1911 Encyclopædia Britannica/Roe, Edward Payson
ROE, EDWARD PAYSON (1838–1888), American novelist, was born in Moodna, Orange county, N.Y., on the 7th of March 1838. He studied at Williams College and at Auburn Theological Seminary; in 1862 became chaplain of the Second New York Cavalry, U.S.V., and in 1864 chaplain of Hampton Hospital, at Hampton, Virginia. In 1866–74 he was pastor of the Presbyterian Church at Highland Falls, N.Y. In 1874 he removed to Cornwall-on-the-Hudson, where he devoted himself to the writing of fiction and to horticulture. He died on the 19th of July 1888. During the Civil War he wrote weekly letters to the New York Evangelist, and subsequently lectured on the war and wrote for periodicals.

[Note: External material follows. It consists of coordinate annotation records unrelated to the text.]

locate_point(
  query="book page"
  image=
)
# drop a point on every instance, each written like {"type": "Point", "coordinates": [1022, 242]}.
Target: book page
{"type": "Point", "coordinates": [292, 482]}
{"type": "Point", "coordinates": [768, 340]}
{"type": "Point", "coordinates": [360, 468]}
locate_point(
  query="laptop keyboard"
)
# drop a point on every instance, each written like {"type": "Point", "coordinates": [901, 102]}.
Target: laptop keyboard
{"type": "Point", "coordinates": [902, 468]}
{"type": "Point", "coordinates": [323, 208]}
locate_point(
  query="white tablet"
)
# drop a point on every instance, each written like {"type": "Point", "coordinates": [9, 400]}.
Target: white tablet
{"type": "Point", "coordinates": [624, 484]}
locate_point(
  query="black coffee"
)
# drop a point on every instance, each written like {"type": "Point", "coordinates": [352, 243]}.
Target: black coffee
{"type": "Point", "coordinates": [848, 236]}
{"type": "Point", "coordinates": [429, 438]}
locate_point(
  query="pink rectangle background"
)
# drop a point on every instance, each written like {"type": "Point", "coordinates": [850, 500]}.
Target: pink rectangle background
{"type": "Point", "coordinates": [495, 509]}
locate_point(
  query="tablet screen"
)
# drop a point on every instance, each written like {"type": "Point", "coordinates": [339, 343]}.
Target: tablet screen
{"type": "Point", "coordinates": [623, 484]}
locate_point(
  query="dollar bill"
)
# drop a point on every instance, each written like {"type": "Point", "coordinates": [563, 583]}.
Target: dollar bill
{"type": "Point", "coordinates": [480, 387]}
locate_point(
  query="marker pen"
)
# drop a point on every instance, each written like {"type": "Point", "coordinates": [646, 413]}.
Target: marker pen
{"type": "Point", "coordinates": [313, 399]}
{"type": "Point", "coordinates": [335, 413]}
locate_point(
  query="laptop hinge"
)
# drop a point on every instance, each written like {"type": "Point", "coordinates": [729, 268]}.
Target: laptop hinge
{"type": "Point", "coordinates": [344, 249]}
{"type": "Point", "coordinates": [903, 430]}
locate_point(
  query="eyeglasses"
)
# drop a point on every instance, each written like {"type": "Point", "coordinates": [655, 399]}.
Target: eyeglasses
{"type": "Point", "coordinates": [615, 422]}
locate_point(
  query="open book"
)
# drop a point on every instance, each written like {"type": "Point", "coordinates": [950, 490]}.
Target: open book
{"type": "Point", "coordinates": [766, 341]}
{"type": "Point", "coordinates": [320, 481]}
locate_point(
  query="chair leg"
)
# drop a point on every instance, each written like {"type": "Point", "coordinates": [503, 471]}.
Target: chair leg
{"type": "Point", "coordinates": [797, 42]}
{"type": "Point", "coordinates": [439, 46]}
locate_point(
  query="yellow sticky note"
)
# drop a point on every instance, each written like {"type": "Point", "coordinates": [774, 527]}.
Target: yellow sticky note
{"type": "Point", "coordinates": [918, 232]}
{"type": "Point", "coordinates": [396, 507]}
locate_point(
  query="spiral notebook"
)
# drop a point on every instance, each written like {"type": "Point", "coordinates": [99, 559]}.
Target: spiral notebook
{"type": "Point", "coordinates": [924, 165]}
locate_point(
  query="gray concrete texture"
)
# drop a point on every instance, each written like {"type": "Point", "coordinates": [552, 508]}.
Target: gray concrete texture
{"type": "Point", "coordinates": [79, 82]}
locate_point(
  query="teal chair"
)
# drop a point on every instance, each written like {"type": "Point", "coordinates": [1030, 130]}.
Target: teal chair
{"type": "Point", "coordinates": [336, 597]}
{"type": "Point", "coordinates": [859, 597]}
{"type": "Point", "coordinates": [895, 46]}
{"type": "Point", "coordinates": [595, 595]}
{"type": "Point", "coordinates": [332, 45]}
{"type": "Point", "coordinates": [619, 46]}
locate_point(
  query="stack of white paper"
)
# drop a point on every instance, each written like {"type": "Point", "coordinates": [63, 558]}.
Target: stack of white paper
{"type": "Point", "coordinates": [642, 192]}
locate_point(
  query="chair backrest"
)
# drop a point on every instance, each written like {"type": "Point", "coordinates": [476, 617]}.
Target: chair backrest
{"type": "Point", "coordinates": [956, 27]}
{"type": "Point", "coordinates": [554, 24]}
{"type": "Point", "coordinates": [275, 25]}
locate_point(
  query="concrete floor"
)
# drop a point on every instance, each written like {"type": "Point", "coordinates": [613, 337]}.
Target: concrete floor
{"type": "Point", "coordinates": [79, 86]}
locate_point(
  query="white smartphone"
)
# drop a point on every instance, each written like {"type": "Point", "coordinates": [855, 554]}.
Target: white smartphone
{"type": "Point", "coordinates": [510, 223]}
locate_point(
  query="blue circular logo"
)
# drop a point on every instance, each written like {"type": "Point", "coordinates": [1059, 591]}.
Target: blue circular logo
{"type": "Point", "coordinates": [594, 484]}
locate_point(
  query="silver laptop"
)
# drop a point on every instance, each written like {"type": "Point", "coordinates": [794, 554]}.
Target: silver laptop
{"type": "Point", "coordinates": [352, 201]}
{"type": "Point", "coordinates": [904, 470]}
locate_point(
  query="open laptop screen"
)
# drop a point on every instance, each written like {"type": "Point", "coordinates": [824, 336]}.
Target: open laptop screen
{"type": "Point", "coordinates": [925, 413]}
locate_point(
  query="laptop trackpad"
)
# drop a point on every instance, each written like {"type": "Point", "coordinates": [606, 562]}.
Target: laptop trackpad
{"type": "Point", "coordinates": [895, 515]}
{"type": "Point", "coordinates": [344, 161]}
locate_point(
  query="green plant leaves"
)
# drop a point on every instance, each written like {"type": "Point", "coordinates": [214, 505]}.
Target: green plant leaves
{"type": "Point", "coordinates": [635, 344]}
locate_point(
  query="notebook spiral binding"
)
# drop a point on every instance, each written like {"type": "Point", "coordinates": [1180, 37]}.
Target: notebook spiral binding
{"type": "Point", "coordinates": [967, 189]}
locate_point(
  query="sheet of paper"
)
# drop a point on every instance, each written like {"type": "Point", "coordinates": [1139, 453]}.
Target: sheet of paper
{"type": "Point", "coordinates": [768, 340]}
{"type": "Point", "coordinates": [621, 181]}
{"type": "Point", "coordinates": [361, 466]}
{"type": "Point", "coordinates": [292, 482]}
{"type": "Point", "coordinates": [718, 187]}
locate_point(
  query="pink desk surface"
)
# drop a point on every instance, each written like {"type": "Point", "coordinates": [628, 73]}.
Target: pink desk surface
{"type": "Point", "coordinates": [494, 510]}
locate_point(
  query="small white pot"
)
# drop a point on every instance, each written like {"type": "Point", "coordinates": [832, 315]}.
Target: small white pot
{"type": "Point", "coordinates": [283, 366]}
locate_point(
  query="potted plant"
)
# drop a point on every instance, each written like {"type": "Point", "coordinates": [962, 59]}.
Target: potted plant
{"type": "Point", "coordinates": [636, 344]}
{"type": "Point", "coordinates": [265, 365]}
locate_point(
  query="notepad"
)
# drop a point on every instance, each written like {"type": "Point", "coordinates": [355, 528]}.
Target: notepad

Among his novels were Barriers Burned Away (1872), which first appeared as a serial in the Evangelist and made him widely known; What Can she Do? (1873), Opening of a Chestnut Burr (1874), From Jest to Earnest (1875), Near to Nature's Heart (1876), A Knight of the Nineteenth Century (1877), A Face Illumined (1878), A Day of Fate (1880), Without a Home (1881), Nature's Serial Story (1884), A Young Girl's Wooing (1884), An Original Belle (1885), He Fell in Love with his Wife (1886), The Earth Trembled (1887) and Miss Lou (left unfinished, 1888). He wrote also Play and Profit in My Garden (1873), Success with Small Fruits (1881) and The Home Acre (1887). His novels were very popular in their day, especially with middle-class readers in England and America, and were translated into several European languages. Their strong moral and religious purpose, and their being written by a clergyman, did much to break down a Puritan prejudice in America against works of fiction.
See E. P. Roe: Reminiscences of his Life (New York, 1899), by his sister, Mary A. Roe.